En Argentina, cada año muchas personas necesitan un trasplante de médula ósea para seguir adelante con su vida. Donar es un proceso sencillo, seguro y puede marcar una diferencia enorme: empieza con un gesto mínimo y puede convertirse en una oportunidad única para alguien más.
“Se trata de un proceso vital, porque sostiene funciones esenciales como la oxigenación, la defensa y la cicatrización”, remarcó la especialista, y sumó sobre la acción concreta del trasplante: “El objetivo es que esas nuevas células vuelvan a generar sangre de manera normal”.
Paso a paso
Quienes deseen ser donantes pueden inscribirse en el Registro Nacional de Donantes del INCUCAI. Los requisitos son: tener entre 18 y 40 años, buen estado de salud y pesar más de 50 kilos. El primer paso es muy simple: una extracción de sangre para poder conocer la compatibilidad con pacientes que necesitan un trasplante. Si en algún momento aparece una coincidencia, el donante es contactado para avanzar. Ese llamado puede significar algo enorme: ser la única posibilidad de vida para otra persona.

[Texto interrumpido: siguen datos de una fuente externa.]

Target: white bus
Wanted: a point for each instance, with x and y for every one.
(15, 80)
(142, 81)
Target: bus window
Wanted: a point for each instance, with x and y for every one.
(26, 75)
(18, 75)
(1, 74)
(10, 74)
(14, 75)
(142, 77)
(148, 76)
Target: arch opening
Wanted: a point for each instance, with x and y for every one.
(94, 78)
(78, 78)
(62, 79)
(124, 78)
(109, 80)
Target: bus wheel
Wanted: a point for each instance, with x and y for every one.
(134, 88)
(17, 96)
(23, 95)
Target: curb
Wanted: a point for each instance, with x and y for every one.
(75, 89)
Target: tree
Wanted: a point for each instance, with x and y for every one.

En la mayoría de los casos, la donación se realiza mediante aféresis, un procedimiento similar al de donar sangre, en el que se extraen las células necesarias y el resto se devuelve al cuerpo. En menor medida, puede realizarse a través de una punción en la cadera, bajo anestesia. Ambos métodos son seguros y están controlados por profesionales de la salud.
Provincia de Buenos Aires, pionera
La experiencia internacional de donación de médula ósea comenzó en la década de 1950 y en Argentina, dentro del ámbito público estatal, se remonta a la década de 1990 cuando el Servicio de Hematología y Hemoterapia del HIGA “R. Rossi” de La Plata inauguró en 1993 el primer Centro de Trasplante Para Adultos, no solo provincial, sino nacional con esta modalidad de financiamiento.
Actualmente la Provincia de Buenos Aires cuenta con tres Unidades de Trasplante del sistema público estatal para atención de pacientes. En ellos pueden realizarse todas las modalidades de trasplante.